Suggestions for what?

Being a 99 Silerado Ext cab, where do you plan on mounting it as there is no room behind the drivers area, without removing the back seat. With back seat removed you have tons of room.

Are you sure it is a 99 ? looks different than my 99 Ext cab Chevy :>)

BG


----------



## JayMan4724 (Jun 1, 2013)

Basementgeek said:


> Suggestions for what?
> 
> Being a 99 Silerado Ext cab, where do you plan on mounting it as there is no room behind the drivers area, without removing the back seat. With back seat removed you have tons of room.
> 
> ...


Oh I didn't put that in there, I didn't even think of explaining that ha! Well, it's being mounted on the back seat's itself. There's probably only 1.5-2 feet of leg room though with isn't much at all but it'll still work even though nobody sits back there ha. I am 100% sure that it is a 99. Back seat stays, people can still sit, the speakers face towards the back of the cab. It's kinda hard to explain but maybe you can get it.


----------



## Basementgeek (Feb 7, 2005)

The speakers are going to have to sit it on back seat, which makes the back seat unuseable. There is room under the back seat, but for only 6-8 inch speakers. If you put it in the middle of the back seat, that would only give you room for one passenger back there, right behind the front seat passenger. Remember in 1999, these are 3 door, not 4 door. Putting a 
person behind the driver would make it too hard for them to get out.
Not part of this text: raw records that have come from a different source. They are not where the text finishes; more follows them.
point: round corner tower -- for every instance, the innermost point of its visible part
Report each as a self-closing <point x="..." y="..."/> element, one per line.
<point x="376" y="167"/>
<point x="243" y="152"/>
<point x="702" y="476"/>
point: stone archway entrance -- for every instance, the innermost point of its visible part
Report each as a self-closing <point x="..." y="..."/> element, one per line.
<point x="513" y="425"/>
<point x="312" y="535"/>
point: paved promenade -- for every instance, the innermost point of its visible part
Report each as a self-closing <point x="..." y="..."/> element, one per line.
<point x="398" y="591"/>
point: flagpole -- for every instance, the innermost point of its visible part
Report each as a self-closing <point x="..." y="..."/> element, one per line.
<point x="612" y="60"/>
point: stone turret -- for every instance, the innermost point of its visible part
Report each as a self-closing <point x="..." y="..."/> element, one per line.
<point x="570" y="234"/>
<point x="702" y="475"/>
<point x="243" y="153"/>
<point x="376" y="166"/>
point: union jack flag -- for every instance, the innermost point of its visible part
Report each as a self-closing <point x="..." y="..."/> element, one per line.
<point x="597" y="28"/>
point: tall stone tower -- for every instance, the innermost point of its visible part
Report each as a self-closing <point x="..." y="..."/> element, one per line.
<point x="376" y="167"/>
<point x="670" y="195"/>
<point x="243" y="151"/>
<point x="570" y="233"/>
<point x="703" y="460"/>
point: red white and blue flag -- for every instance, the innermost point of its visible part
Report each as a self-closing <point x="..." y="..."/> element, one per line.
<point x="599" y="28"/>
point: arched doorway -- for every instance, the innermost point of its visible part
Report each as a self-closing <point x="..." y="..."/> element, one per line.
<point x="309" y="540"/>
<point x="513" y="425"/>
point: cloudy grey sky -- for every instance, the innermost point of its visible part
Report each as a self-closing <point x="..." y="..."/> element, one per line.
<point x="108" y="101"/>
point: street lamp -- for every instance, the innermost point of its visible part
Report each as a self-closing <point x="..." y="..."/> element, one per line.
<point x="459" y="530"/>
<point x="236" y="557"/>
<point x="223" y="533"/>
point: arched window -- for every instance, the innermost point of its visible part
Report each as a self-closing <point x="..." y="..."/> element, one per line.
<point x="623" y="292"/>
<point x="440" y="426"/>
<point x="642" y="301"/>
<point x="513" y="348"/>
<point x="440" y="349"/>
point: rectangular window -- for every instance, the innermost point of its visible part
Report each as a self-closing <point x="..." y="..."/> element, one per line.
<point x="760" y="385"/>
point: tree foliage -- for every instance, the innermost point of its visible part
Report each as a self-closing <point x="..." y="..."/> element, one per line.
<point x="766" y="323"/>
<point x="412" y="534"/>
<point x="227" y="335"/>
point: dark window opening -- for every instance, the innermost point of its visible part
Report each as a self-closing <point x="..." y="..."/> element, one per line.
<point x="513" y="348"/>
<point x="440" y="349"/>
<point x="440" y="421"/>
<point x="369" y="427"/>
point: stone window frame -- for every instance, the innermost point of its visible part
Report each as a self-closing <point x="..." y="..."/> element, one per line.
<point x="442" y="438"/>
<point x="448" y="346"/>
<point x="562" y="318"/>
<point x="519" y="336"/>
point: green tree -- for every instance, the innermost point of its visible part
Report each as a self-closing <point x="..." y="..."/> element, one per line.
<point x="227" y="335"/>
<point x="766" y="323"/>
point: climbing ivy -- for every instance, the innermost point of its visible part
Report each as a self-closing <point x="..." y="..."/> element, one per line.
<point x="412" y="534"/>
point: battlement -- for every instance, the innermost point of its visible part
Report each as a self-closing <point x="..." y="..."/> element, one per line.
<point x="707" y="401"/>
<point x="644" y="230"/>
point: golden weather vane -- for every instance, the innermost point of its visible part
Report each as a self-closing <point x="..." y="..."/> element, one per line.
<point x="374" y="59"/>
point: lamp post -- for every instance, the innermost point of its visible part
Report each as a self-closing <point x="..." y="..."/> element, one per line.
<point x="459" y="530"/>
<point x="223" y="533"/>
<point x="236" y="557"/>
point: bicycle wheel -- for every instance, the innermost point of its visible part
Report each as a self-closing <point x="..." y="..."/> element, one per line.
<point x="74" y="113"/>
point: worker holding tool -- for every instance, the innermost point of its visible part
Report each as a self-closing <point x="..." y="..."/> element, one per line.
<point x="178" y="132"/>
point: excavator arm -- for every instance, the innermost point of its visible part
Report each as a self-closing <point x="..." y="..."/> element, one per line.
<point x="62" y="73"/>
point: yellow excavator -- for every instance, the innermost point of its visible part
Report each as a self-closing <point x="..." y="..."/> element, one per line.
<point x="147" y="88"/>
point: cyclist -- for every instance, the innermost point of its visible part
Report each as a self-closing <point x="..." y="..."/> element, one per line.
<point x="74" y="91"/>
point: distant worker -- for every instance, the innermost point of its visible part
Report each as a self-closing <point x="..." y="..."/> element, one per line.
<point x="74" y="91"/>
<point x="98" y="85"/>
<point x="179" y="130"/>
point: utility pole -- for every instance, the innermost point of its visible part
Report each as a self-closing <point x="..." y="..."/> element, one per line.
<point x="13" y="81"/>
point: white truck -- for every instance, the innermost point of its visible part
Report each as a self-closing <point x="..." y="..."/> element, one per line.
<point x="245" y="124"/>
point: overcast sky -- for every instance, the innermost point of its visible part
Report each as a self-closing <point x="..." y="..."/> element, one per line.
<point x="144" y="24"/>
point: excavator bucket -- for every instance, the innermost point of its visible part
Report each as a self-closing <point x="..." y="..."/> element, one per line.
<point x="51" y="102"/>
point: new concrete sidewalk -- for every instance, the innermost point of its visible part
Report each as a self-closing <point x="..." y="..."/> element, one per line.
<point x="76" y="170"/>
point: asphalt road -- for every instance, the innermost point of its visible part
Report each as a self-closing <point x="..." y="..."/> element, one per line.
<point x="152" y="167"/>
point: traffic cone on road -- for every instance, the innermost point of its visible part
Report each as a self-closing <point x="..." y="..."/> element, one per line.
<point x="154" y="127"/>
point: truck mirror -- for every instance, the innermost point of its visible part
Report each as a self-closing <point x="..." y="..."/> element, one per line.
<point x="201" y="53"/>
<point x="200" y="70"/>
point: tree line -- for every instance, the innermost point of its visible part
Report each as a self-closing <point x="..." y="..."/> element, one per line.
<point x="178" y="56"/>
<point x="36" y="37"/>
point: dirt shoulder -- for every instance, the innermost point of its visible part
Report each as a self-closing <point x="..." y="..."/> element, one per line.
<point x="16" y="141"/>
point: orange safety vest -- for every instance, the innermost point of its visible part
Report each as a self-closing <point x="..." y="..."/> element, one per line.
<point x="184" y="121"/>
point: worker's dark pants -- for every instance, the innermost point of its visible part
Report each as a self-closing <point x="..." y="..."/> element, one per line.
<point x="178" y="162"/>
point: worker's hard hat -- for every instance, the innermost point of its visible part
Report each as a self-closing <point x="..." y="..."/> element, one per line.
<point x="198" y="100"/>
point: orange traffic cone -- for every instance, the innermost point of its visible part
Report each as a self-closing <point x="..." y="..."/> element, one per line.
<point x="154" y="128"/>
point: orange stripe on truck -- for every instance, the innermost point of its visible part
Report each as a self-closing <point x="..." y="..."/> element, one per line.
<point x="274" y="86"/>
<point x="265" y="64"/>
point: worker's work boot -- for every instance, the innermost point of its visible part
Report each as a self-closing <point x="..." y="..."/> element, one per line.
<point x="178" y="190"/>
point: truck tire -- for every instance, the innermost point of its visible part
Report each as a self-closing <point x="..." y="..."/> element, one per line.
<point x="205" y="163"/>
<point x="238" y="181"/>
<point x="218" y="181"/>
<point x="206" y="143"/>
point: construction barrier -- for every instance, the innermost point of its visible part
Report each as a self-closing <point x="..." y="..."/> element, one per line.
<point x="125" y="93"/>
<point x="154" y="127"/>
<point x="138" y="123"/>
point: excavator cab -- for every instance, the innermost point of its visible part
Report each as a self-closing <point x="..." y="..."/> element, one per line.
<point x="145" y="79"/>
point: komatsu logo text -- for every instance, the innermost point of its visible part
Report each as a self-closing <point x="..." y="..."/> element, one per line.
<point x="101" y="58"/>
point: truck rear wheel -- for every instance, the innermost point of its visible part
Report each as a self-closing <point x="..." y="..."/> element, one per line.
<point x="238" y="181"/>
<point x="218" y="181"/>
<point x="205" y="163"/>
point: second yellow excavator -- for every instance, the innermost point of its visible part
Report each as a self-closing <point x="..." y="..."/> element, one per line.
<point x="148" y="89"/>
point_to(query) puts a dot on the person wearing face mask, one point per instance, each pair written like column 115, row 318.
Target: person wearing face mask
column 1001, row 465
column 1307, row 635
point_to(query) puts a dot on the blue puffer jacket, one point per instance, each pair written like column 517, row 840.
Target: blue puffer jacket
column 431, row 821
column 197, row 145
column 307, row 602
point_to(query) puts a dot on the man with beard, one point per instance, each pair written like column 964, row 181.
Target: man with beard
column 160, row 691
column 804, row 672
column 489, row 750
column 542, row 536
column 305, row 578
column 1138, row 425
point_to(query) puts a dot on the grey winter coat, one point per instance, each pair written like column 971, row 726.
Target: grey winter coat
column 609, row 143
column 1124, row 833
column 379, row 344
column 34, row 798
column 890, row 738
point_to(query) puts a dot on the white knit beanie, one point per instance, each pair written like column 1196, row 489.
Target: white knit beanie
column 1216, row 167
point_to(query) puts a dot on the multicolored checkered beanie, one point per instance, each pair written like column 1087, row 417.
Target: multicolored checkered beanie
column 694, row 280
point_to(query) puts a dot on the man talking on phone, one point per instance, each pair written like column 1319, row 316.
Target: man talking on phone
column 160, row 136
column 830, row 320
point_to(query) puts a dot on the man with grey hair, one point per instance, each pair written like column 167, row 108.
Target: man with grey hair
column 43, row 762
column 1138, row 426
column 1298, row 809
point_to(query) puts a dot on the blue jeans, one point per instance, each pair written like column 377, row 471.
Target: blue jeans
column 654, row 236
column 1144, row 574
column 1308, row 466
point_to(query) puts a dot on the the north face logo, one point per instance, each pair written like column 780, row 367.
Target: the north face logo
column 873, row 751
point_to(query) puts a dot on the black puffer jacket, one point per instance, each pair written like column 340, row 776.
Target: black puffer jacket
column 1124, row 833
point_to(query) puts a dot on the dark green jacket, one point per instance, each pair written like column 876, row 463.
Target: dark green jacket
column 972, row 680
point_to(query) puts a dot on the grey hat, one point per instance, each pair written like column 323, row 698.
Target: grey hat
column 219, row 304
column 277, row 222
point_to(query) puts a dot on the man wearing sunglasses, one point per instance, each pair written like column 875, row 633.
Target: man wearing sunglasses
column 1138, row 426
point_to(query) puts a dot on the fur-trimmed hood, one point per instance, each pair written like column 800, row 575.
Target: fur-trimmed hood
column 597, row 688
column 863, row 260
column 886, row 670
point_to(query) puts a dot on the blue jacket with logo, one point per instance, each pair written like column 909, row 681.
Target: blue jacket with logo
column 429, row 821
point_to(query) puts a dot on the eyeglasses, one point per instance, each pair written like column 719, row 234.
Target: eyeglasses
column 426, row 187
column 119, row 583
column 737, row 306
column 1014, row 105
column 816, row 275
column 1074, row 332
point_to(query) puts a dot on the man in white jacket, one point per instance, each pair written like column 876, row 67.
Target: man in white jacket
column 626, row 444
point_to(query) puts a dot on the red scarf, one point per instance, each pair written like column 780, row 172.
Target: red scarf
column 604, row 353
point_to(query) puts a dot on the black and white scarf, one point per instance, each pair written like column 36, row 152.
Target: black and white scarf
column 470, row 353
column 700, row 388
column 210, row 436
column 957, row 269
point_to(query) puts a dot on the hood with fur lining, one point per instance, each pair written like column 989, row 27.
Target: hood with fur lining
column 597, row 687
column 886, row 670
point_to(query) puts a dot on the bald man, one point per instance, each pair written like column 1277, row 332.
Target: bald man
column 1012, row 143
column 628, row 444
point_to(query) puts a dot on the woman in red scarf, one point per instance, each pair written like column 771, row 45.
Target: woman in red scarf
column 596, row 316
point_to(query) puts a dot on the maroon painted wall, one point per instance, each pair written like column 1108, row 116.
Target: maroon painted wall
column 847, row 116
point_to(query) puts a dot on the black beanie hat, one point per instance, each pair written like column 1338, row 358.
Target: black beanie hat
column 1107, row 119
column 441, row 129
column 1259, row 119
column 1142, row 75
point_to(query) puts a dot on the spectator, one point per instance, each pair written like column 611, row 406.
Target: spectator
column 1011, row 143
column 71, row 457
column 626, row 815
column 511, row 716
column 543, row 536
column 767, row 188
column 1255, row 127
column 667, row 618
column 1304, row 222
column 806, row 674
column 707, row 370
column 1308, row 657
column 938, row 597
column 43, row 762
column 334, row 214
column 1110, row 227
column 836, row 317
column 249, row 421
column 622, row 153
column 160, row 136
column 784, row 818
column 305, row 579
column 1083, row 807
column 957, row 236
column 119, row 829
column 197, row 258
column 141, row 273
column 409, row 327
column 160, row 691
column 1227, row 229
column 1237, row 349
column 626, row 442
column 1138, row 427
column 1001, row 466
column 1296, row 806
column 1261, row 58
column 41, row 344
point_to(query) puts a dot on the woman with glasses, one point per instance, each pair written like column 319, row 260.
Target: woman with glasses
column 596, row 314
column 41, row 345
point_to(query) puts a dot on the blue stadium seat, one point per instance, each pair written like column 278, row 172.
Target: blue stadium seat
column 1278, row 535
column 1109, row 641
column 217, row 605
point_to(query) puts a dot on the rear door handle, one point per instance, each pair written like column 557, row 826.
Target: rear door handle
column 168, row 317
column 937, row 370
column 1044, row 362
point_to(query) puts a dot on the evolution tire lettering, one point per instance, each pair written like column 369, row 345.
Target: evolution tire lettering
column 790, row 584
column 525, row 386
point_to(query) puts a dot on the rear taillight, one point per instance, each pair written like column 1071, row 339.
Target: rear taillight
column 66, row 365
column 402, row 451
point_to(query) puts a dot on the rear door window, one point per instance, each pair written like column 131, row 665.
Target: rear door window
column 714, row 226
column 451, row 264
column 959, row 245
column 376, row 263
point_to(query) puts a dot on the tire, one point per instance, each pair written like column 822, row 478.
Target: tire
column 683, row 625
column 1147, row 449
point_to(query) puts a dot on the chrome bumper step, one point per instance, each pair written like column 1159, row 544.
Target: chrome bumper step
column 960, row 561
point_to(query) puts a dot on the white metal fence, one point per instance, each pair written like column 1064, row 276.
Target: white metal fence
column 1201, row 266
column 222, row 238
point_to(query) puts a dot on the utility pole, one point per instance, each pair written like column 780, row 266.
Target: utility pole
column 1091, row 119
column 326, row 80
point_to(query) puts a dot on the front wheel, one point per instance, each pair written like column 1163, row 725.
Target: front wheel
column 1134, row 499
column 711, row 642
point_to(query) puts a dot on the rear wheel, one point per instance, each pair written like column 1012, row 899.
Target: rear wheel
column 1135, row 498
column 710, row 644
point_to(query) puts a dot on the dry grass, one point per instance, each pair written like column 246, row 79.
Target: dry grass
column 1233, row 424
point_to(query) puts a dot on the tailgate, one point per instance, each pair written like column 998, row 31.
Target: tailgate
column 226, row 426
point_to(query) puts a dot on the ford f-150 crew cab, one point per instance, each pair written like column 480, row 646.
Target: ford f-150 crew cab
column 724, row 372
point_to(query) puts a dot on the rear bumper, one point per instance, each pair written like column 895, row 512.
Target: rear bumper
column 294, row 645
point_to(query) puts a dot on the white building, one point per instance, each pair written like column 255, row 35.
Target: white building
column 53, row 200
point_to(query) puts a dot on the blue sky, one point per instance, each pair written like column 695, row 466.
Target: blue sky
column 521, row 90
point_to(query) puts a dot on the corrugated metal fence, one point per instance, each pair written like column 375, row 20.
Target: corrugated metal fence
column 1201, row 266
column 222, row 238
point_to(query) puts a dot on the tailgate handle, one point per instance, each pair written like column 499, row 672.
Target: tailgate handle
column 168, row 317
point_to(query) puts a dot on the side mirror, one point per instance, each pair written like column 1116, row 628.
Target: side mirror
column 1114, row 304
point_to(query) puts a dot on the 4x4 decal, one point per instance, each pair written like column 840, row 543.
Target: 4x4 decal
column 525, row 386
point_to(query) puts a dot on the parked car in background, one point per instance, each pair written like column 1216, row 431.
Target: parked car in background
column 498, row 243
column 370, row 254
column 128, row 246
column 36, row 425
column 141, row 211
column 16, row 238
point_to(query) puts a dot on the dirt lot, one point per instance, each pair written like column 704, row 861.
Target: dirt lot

The back seat is kind of worthless except for kids. Remember I own a 99 ext cab.

BG


----------



## JayMan4724 (Jun 1, 2013)

Basementgeek said:


> The speakers are going to have to sit it on back seat, which makes the back seat unuseable. There is room under the back seat, but for only 6-8 inch speakers. If you put it in the middle of the back seat, that would only give you room for one passenger back there, right behind the front seat passenger. Remember in 1999, these are 3 door, not 4 door. Putting a
> person behind the driver would make it too hard for them to get out.
> 
> The back seat is kind of worthless except for kids. Remember I own a 99 ext cab.
> ...


We might actually go with that with taking out the back seats and just mounting it back there, it would just look good then. I'll keep you updated with it and thanks for the info I really appreciate it.


----------



## Basementgeek (Feb 7, 2005)

Good luck. Keep us posted of your progress.

BG


----------



## ghostprotocal (Mar 20, 2013)

wow looks great man


----------